Roberto Dagnoni, an executive at Mercado Bitcoin, told Reuters the law had been “kind of dormant” during Brazil’s recent election but has gained new urgency following the multi-billion dollar implosion of the FTX exchange.
If there’s a bright side to the FTX situation, he said in an interview published Thursday (Nov. 17), it’s that it could make the law a priority.
“The rules that currently exist have not been applicable to some players, so they can do whatever you want … This (law) would change a lot,” Dagnoni said.

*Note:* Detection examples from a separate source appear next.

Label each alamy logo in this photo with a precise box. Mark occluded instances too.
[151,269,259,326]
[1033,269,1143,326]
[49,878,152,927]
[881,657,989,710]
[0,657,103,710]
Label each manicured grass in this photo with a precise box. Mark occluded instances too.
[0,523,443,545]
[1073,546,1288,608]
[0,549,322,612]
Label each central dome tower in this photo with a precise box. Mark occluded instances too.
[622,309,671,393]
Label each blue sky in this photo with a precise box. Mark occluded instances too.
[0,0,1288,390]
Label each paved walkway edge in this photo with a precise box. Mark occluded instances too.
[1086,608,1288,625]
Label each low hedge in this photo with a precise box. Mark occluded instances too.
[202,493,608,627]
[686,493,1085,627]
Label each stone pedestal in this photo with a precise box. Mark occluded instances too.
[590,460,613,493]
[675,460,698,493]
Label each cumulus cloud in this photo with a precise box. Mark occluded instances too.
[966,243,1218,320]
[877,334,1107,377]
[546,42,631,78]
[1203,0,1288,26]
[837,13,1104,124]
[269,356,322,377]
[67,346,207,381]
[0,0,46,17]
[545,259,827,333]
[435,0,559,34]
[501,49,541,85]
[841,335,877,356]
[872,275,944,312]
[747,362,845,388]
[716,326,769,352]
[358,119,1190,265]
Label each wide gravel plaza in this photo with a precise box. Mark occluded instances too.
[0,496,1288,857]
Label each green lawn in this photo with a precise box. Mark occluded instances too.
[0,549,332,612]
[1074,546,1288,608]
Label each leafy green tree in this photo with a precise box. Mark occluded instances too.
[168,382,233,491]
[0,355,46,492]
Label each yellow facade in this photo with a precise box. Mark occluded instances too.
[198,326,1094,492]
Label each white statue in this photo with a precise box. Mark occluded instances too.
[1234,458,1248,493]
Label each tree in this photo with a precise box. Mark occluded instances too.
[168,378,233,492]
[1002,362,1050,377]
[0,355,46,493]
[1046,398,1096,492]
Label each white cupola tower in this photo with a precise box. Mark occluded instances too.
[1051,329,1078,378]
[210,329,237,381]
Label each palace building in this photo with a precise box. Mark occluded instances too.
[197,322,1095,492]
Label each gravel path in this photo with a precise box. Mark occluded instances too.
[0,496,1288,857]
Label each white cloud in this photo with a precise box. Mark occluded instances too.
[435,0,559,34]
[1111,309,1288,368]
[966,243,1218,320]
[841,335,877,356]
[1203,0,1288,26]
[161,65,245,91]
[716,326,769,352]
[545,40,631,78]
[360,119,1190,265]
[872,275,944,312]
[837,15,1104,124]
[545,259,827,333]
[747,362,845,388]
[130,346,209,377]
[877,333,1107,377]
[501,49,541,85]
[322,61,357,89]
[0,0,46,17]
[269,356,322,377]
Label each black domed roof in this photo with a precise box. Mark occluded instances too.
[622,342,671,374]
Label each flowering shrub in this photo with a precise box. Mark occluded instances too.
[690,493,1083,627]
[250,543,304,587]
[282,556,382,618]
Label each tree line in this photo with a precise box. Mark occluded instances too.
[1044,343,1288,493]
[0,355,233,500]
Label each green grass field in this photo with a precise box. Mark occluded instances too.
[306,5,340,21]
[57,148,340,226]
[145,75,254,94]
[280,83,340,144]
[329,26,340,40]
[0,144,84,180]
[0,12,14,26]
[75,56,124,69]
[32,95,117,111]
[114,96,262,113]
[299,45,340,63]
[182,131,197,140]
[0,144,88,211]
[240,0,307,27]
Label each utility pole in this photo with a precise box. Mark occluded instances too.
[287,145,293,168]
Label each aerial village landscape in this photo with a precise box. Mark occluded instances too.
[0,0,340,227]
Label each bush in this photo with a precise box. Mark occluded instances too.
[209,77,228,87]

Brazil’s crypto bill was approved by the country’s senate earlier this year but still needs to go through the lower chamber of its legislature. The regulation would require locally active crypto companies to have a physical presence in Brazil — among the world’s most active crypto markets — and force them to disclose criminal activity such as money laundering.
The news comes as calls for stablecoin regulations grow increasingly louder, as PYMNTS wrote earlier this week.
On Wednesday (Nov. 16), U.S. Sen. Kirsten Gillibrand (D-N.Y.) told an audience at a Blockchain Association that a “comprehensive stablecoin bill” could arrive by the end of the current congressional session.
But as we noted in our piece, time could be running short, as a new Congress will begin in January, with the Republican party controlling the House. What will crypto oversight look like under a new party’s control? Rep. Patrick McHenry (R-N.C.) offered some insight in a conversation with PYMNTS’ Karen Webster in October.
“What we now have is a complicated policy,” he said, “and it’s a complicated legislative text — with compromises within … the nature of legislative compromise does not often create something of beauty. It creates something of practical consequence.”
There’s some urgency in the private sector, as well, as seen in a letter to lawmakers from Circle CEO Jeremy Allaire.
“The industry is moving from its ‘dial-up’ phase, where payment stablecoins and blockchains have helped to facilitate the buying and selling of digital assets, to the utility phase, where traditional commerce, from buying a cup of coffee to funding a new company, will converge with traditional financial services,” Allaire wrote.